Anyway I am miserable listening to my Triple-Fi's. Where is the bass? Where is the clarity? The Triple-Fi's are very good universal IEMs compared to the others that I have heard, no doubt.They gave me almost three years of solid enjoyment. However the ES5s raise the bar so much higher that I find it obnoxious going back to them. Thank god my Stepdance does such a nice job of driving Beyer DT880/600s. The DT880/600s remind me much more of my ES5s. I miss the latter greatly.
 
I will say it again: the ES5s have excellent bass. It's tight, deep and full.



 
Sep 3, 2010 at 8:21 PM Post #177 of 5,554


Quote:
They all seem to play well down below 20Hz for me, so there is no roll off there either.
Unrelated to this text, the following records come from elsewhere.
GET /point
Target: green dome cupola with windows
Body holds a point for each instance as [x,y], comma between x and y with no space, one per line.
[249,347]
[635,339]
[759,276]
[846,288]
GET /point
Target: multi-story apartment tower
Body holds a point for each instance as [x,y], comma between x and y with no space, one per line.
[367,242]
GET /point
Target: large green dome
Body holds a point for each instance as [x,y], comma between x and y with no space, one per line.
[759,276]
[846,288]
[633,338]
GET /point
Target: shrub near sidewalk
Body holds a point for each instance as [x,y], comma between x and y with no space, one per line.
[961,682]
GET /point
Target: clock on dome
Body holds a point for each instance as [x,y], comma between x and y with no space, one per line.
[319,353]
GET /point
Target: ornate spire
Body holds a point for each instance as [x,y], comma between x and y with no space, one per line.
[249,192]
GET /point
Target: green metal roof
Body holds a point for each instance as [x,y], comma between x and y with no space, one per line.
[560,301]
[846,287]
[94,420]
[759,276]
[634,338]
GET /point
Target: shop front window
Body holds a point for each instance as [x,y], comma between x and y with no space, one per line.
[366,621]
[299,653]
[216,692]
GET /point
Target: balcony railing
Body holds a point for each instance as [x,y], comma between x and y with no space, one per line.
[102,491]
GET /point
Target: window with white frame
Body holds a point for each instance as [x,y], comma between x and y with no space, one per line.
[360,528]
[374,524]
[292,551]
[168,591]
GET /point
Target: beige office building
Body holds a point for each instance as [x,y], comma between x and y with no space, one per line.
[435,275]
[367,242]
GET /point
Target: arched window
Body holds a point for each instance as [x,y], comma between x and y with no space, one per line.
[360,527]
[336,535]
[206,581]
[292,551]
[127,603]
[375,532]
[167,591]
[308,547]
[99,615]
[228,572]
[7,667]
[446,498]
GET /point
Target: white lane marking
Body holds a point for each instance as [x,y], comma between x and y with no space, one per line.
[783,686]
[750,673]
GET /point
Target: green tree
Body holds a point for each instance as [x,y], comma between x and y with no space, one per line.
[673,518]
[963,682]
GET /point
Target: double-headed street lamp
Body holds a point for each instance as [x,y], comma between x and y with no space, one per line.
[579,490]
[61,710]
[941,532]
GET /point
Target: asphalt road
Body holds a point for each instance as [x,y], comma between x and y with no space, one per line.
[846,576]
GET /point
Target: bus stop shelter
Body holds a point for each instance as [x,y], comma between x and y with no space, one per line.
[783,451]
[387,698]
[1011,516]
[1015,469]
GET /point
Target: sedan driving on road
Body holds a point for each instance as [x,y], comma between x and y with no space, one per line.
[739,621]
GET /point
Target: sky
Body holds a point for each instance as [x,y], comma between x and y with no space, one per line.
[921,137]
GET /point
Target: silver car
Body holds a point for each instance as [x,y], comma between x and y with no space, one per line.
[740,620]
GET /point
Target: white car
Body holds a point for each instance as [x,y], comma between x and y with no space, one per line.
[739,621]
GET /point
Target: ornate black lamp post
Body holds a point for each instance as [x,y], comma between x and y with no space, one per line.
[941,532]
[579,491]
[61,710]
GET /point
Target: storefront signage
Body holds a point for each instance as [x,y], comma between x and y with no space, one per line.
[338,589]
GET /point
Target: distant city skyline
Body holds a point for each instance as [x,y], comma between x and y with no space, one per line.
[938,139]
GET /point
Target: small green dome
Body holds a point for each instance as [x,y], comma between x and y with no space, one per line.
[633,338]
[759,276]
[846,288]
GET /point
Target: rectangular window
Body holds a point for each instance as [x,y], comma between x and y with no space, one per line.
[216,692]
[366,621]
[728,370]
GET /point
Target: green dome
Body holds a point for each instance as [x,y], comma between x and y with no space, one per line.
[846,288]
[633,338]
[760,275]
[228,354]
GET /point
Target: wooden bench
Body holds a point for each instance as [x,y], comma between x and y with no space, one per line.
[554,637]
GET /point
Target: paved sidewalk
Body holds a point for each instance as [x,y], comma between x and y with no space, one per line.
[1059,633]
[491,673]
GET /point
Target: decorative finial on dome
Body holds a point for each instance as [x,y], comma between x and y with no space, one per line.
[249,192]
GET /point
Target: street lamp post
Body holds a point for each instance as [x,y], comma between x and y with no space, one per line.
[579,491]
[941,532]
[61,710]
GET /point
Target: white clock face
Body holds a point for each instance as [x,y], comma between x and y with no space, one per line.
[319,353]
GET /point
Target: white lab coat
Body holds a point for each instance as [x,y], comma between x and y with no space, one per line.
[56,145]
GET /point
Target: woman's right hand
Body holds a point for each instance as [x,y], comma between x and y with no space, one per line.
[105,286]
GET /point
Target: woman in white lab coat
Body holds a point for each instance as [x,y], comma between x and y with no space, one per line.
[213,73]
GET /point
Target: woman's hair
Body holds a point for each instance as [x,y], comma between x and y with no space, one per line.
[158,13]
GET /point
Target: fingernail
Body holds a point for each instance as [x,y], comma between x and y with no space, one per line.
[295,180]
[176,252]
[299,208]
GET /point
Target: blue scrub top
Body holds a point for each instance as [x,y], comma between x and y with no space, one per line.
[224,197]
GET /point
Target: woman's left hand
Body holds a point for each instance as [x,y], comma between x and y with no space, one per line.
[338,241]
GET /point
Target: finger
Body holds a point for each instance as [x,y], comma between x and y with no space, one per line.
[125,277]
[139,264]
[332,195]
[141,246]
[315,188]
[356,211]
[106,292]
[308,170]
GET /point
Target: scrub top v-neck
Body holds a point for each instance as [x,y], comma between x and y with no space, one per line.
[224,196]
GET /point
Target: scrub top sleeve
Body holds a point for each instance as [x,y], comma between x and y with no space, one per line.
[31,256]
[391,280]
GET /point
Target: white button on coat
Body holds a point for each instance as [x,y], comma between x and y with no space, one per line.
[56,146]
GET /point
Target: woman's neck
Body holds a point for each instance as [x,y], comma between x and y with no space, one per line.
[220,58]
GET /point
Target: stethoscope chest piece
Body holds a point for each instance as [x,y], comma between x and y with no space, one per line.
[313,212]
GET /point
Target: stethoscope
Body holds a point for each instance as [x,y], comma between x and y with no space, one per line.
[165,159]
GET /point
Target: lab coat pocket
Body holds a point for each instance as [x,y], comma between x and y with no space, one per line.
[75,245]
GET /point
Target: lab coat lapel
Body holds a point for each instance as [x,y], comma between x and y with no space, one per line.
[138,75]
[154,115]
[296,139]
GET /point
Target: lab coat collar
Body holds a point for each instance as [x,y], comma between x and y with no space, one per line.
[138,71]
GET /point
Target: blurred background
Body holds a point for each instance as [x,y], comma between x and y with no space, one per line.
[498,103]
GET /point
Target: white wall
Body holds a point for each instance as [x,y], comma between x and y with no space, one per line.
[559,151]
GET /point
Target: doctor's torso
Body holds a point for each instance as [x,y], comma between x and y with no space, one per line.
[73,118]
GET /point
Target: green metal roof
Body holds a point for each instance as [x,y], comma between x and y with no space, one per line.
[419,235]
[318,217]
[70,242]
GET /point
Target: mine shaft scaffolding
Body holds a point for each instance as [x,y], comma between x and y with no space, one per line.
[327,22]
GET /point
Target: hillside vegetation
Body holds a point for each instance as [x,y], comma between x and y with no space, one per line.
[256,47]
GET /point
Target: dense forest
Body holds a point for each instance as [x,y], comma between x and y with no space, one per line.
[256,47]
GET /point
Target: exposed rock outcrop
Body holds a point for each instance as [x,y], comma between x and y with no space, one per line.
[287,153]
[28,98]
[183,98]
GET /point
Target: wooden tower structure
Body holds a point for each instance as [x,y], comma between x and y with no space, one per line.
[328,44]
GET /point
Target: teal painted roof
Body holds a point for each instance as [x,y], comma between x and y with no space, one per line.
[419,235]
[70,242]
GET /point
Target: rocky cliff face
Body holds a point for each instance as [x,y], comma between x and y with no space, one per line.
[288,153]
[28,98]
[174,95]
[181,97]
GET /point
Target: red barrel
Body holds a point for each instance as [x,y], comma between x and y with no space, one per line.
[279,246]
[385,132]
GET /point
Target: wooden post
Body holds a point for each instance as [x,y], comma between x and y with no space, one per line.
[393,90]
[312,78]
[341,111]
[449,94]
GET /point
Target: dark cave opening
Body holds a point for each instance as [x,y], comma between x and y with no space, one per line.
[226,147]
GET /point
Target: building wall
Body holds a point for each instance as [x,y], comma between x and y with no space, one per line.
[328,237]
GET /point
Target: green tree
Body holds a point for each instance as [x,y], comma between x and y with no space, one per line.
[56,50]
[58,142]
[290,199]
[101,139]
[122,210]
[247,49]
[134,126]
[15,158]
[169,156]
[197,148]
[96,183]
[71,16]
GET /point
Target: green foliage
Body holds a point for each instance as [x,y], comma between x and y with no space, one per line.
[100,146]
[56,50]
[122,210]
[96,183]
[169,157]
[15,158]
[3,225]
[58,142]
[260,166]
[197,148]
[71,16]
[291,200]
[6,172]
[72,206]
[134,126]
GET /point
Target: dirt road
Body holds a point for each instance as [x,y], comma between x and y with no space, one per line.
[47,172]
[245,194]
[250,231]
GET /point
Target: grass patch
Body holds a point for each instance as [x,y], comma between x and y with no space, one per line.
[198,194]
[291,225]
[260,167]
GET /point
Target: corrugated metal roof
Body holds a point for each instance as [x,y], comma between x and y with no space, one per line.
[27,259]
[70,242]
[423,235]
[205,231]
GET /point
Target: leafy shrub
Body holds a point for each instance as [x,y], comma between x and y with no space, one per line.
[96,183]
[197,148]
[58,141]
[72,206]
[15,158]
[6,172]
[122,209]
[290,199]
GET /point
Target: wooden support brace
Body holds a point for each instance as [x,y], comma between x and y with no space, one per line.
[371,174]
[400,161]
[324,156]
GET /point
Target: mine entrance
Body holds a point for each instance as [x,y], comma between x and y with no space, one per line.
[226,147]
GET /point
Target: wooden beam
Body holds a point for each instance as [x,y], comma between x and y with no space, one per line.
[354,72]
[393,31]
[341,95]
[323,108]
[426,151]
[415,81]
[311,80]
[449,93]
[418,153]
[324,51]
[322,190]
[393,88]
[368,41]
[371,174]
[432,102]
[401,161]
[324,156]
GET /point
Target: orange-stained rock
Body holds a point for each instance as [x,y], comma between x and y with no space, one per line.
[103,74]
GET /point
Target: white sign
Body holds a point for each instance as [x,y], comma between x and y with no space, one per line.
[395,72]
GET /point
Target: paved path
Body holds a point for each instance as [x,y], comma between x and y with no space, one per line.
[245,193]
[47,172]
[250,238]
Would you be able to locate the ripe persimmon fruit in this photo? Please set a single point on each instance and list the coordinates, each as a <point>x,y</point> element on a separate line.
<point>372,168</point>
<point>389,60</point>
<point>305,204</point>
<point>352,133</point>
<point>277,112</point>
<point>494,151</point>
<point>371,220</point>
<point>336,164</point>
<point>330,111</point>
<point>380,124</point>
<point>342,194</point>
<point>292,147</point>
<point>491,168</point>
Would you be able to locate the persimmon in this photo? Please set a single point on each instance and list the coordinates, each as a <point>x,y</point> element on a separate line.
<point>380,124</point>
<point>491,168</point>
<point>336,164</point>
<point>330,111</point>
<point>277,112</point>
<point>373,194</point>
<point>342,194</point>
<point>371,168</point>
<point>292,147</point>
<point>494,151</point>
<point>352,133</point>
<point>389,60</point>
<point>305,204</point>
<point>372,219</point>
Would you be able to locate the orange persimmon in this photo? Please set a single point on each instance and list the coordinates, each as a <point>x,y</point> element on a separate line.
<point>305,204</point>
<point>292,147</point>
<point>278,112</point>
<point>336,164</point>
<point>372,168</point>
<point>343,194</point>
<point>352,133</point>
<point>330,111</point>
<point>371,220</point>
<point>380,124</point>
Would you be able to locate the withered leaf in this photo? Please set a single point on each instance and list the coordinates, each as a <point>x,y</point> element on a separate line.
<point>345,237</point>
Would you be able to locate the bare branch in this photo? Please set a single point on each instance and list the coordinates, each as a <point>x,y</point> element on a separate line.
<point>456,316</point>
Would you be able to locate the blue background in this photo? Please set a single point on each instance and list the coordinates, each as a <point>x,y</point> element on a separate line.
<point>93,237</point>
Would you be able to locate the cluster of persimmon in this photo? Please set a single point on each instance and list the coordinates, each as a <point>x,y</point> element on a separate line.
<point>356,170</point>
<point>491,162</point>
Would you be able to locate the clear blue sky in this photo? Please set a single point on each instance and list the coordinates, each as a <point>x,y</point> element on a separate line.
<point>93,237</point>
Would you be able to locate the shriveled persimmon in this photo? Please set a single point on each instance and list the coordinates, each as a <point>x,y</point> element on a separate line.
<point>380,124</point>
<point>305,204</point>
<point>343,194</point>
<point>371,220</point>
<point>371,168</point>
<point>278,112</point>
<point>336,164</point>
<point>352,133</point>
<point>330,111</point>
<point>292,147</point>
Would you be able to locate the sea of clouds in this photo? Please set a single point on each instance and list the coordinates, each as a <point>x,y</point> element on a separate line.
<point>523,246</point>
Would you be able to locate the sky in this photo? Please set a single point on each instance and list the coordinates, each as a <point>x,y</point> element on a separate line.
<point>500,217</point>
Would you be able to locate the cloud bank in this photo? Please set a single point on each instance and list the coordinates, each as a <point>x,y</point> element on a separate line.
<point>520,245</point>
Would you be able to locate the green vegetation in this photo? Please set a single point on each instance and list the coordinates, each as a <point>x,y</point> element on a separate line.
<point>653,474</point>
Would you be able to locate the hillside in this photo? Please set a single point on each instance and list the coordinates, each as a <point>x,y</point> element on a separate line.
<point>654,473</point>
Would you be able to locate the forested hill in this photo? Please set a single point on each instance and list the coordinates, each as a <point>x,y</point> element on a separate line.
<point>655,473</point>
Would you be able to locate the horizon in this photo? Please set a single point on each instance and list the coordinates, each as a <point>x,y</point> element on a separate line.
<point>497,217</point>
Really? I only found the JH16 Pro to even approach acceptable response levels near 20Hz, yet it still didn't have appreciable sub-20Hz response. Personally I can't think of any music that actually has response below around 27Hz (and even these tracks are few and far between), so I don't consider extreme sub-bass response to be critical to most applications. Reference level response down to 30Hz is more than sufficient. Granted, I haven't owned the ES5, but nonetheless I have a hard time believing that they hit sufficiently below 20Hz since no practical application (music, stage) would require them to reach that low.

 
Quote:
If thats what they look like, I never want to see the inside of my ears man. Never.


It's actually not that bad (if you're talking about impressions in general, not the disastrous HK impression). Much of the impression comprises outer ear features.
 
Sep 3, 2010 at 10:50 PM Post #178 of 5,554


Quote:
Really? I only found the JH16 Pro to even approach acceptable response levels near 20Hz, yet it still didn't have appreciable sub-20Hz response. Personally I can't think of any music that actually has response below around 27Hz (and even these tracks are few and far between), so I don't consider extreme sub-bass response to be critical to most applications. Reference level response down to 30Hz is more than sufficient. Granted, I haven't owned the ES5, but nonetheless I have a hard time believing that they hit sufficiently below 20Hz since no practical application (music, stage) would require them to reach that low.
 
It's actually not that bad (if you're talking about impressions in general, not the disastrous HK impression). Much of the impression comprises outer ear features.


Try Bink Audio Test CD by Michael Knowles for test tones http://binkster.net/extras.shtml I can feel/hear the 16Hz tones.  I never said sub 20Hz notes were important, I just said that these could play down below 20Hz.
 
However, the album by "Enamoured" Bella Sonus has bass notes that do go that low, and many headphones cannot reproduce the lowest notes for me.
 
Sep 4, 2010 at 12:05 AM Post #179 of 5,554
A question for all that know : I just got the "clear" color and am now inclined to have it changed. I needed to send them for refitting anyways because one ear is loose but i'd like to change the color as well, anyone now how much westone would charge for that and whatnot? I'm actually inclined to get the smoke color like cooper!!!